As noted in Worthington v. Bynum:
Due to their active participation in the trial, their first-hand acquaintance with the evidence presented, their observances of the parties, the witnesses, the jurors and the attorneys involved, and their knowledge of various other attendant circumstances, presiding judges have the superior advantage in best determining what justice requires in a certain case.
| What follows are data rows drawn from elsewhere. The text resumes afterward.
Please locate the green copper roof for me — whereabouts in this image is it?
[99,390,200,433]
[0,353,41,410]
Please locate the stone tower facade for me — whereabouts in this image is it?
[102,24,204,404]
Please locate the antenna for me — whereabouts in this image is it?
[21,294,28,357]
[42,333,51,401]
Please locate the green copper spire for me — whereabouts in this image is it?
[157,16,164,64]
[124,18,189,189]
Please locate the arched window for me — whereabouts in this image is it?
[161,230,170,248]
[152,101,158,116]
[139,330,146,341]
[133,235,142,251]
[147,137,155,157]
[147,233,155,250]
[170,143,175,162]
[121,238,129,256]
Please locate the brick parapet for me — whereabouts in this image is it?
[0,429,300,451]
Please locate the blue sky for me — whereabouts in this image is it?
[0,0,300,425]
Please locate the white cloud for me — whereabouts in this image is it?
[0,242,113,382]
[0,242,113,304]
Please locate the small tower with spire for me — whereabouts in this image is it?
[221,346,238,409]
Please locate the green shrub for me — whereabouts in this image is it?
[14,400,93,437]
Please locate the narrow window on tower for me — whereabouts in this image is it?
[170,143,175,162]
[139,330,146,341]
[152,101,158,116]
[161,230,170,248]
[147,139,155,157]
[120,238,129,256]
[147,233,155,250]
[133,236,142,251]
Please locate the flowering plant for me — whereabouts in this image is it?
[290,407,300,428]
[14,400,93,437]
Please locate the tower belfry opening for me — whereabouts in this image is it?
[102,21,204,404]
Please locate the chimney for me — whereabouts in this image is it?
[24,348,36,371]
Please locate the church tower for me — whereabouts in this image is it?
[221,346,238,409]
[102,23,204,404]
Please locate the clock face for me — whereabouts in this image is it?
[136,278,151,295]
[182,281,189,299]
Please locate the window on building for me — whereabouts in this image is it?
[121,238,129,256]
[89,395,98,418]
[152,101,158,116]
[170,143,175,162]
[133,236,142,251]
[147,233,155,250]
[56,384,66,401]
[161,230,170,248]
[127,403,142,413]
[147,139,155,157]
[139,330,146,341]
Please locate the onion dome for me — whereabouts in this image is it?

305 N.C. at 487, 290 S.E. 2d at 605. The presiding judge here had the superior advantage to make the best determination of what justice required in this case. We cannot conclude from the “cold record” that his ruling setting aside the verdict and awarding a new trial on plaintiff-child’s damages probably amounted to a substantial miscarriage of justice. Like the Court of Appeals, we thus decline to disturb the ruling.
12] The second issue submitted to the jury was: “Were the plaintiffs, Jennifer Love Campbell and Jeffrey L. Campbell, injured by the negligent failure of the defendant ... to insure that plain*266tiffsf] informed consent ha[d] been obtained?” The sole issue presented of right by defendant’s appeal is whether the Court of Appeals erred in upholding the submission of this issue, the allowance of evidence thereon, the instructions thereon, and the failure to grant a directed verdict or to set aside the verdict thereon.
Justice Webb took no part in the consideration or decision of this case. The remaining members of the Court are equally divided on the issue presented, with three members voting to affirm the Court of Appeals and three members voting to reverse. The decision of the Court of Appeals on this issue is thus left undisturbed and stands without precedential value. Forbes Homes, Inc. v. Trimpi, 313 N.C. 168, 326 S.E. 2d 30 (1985).
The dissenting opinion dealt only with issue two; thus, only that issue is properly before us as a matter of right. N.C.R. App. P. 16(b). Defendant nevertheless argues that the Court of Appeals erred in reversing the trial court’s grant of judgment notwithstanding the verdict on issue three. Even if this argument were properly before us, our affirmance, without precedential value, of the decision of the Court of Appeals on issue two is determinative of the rights of the parties. Thus, arguments relating to issue three become moot and need not be considered. Foods, Inc. v. Super Markets, 288 N.C. 213, 227, 217 S.E. 2d 566, 576 (1975). This disposition should not, however, be viewed as indicating our approval of the Court of Appeals’ treatment of issue three. See Blanton v. Moses H. Cone Hosp., 319 N.C. 372, 354 S.E. 2d 455 (1987).
The additional issues presented by defendant’s appeal by virtue of our allowance of discretionary review are: (1) whether the trial court erred in its computation of prejudgment interest, an issue the Court of Appeals did not address, and (2) whether the Court of Appeals erred in affirming the award of fees to plaintiffs’ expert witnesses. We now hold that discretionary review of these issues was improvidently allowed.
Justice Webb did not participate in the consideration or decision of this case.